A look at how our Weights and Measures Division makes sure you get when you pay for at the gas pump.

The Weights and Measures Division would like to remind those traveling for the holidays to make sure you are getting what you pay for at the gas pump.

The octane rating per gallon or liter should be visible on each pump and must be set to zero before every use. Make sure you are being charged for the exact amount by checking the price by multiplying the gallons by the unit price which should match the price exactly.  

Inspecting the gas pump

Gas stations can price their least expensive gas as "economy."   Make sure you check to see if the gas station carries "economy" gas as well as "regular" gas. When purchasing "regular" gas, it will be more expensive.  The price you are charged must match the posted price. If the posted price is lower than what you see at the pump, the gas station is violating the law. Gas station owners/managers must check for leaks or broken pieces on the pump and hose. If an issue is found they must immediately take the necessary steps needed to repair/replace them right away.  

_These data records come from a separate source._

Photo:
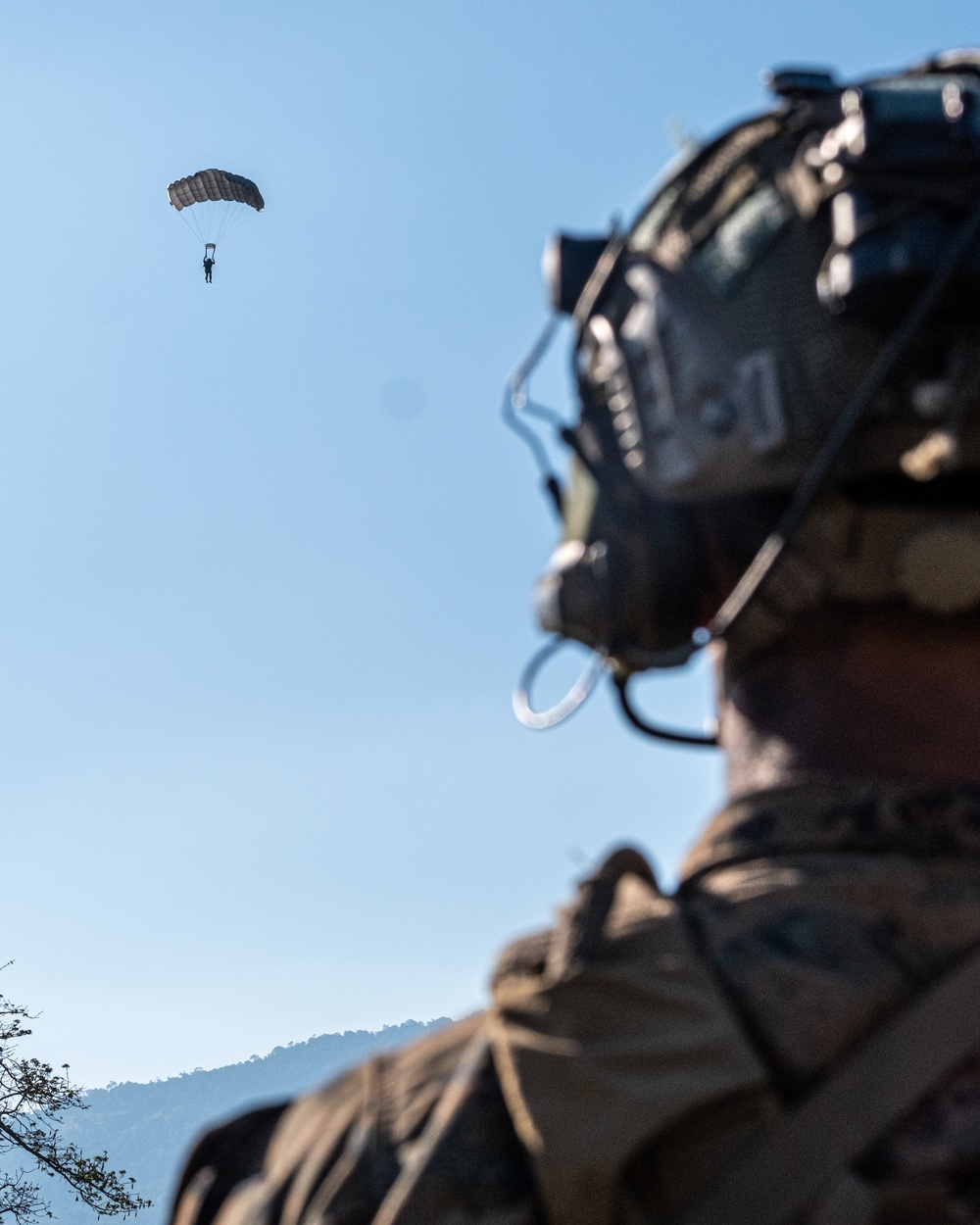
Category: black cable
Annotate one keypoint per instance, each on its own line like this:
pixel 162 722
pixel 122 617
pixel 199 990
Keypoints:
pixel 699 739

Finally avoid purchasing gasoline when the station is receiving a shipment of gasoline. When the tanker truck is unloading, it stirs up sediment located in the underground storage tanks. Although stations have filters to prevent sediment from getting into your car, it occasionally does happen and if it does, your car will perform poorly.

Buy the correct grade. Check with your “owner’s manual” to determine what level of gasoline octane is required for your car. 95% of the cars today require only “87 octane”. Many people mistakenly believe that their car will run better or get better gas mileage if they buy the more expensively priced, higher-octane gas.